Individual experiences and collective evidence
Jessica Dai on theory for the world as it could be
I’m on vacation this week and am handing over the blog controls to Jessica Dai. Jessica is a PhD student in my group and also a cofounder of Reboot and an editor of Kernel. This blog post covers work she’s been leading for the past year on how we ought to make statistics out of individuals.
I am a critic at heart, but an impatient one, which gives me a complicated relationship to the world of “responsible AI.” On the one hand, structural critiques are almost always true — AI tends to concentrate power, market incentives accelerate harm, structural forces will necessarily compromise any proposed “solution.” On the other hand, I am, as I mentioned, impatient. That these forces are so entrenched is precisely why we ought to try to take action in spite of them, rather than remain, safely, in the critic’s seat.1
Over the last few years, I’ve accumulated a long list of grievances about this area of research: the glut of methods and metrics that remained disconnected from real-world deployment; the way that such methods relied on the good faith of model developers, while almost never leaving room for the agency of the everyday people who actually experience the model.
I really wanted to understand what should be done instead. The result, a very long time in the making, was a theory(ish) paper, written with my dear friends/neighbors/labmates Paula and Deb. In this paper, we describe and analyze a system that addresses at least some of these critiques; in doing so, we are explicitly prescriptive about a world we hope to see.
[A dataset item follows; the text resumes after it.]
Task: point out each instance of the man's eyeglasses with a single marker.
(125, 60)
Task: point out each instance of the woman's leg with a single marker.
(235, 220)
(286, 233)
The paper is titled, somewhat floridly but hopefully also descriptively, From Individual Experience to Collective Evidence: A Reporting-Based Framework for Identifying Systemic Harms. Suppose there existed a mechanism where individuals could report a problematic experience with a specific system (e.g., perceived mistreatment by a predictive algorithm that affected loan allocations). Then, as reports arrive over time, we show how it’s possible to quickly identify whether there was a particular subset of the population that was disproportionately experiencing harm (e.g., actually experienced elevated rates of loan denials even conditioned on financial health), and do so with some sense of statistical rigor.2
The core concept is individual reporting as a means to build collective knowledge: intuitively, if one person had one bad experience, that by itself doesn’t necessarily mean that there was something wrong with the entire system. But if lots of people start reporting the same problem — and, if those people appear to be similar in important ways — then that seems like it might constitute a true, underlying problem with the system.
This collective knowledge, by virtue of being tied to a specific system, is also therefore actionable: it describes real, known patterns of behavior that e.g., a model developer might then be able to fix, or e.g., a third-party or government body (RIP) might use as evidence to hold the model owner accountable. In this way, individual reporting also becomes a new lens for evaluation, and thus a pathway for post-deployment monitoring that is not doomed to be solely descriptive of past harm but can rather also be
What we did in this particular paper was fairly specific to the problem of fairness, in that the “problem” we were trying to identify was intrinsically about identifying subgroups that experienced disproportionate rates of harm. But I believe very strongly that individual reporting mechanisms, as described in the previous paragraph, are valuable in a much broader sense. (I make this general case in greater detail in a new preprint — Aggregated Individual Reporting for Post-Deployment Evaluation — which elaborates on the arguments in this post.3)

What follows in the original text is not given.